Until the S&P Indices findings, for example, Exxon and Chevron had been almost universally classified as value stocks. In the thinking that prevailed a couple of years ago, an urgent need to address global warming impaired the long-term viability of fossil fuel companies. Even among investors who favored their shares, these firms were presumed to be a good value precisely because they were so unfashionable.

Last year, at least, those assumptions about growth and value stocks were overturned, along with many other presumptions about the world.

Russia’s yearlong war in Ukraine set off a series of unanticipated shocks that elevated world oil and gas prices. Energy prices have come down a bit, but still remain high.

Publicly traded energy companies had outsize gains in sales, profits and stock prices. Exxon and Chevron have both reported record profits for last year. The S&P 500 dropped more than 18 percent in 2022, but energy was the only sector to rise, with an eye-popping total return of almost 67 percent, including dividends. The sector’s sales, price and earnings momentum transformed its biggest components into growth stocks, at least in the backward-looking lens used by S&P 500 Indices.

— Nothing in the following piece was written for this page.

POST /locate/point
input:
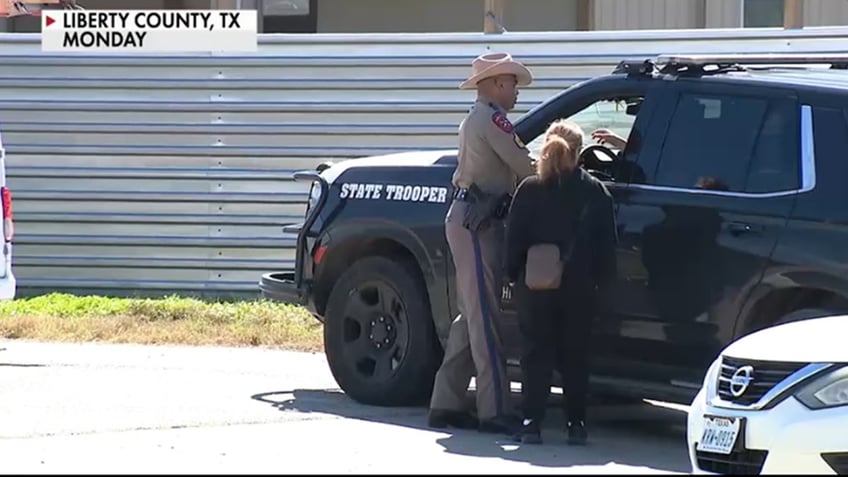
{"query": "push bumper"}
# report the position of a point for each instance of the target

At the same time, the eight big tech companies stumbled, for idiosyncratic reasons, as well as systemic ones. Tesla, for example, faces serious competition in the market for electric vehicles, even as the Twitter escapades of its proprietor, Elon Musk, may be turning off some would-be car buyers. Meta reported a continuing decline in sales and earnings on Wednesday, though its stock soared on plans for further share buybacks, amid a broad stock market rally fueled by hopes that the Federal Reserve’s interest rate increases were abating. Still, the scale of its unprofitable investments in virtual reality have worried many investors. Netflix, which once said it competed only with sleep for the attention of its subscribers, now jousts with a horde of streaming companies.

But, in broad terms, two real-world factors are responsible for their reclassification this year. First, while the initial, lockdown phase of the Covid-19 pandemic generally increased tech firms’ sales and profits in 2020 and 2021, it set them up for a sharp decline in their growth rates in 2022 as the economy recovered.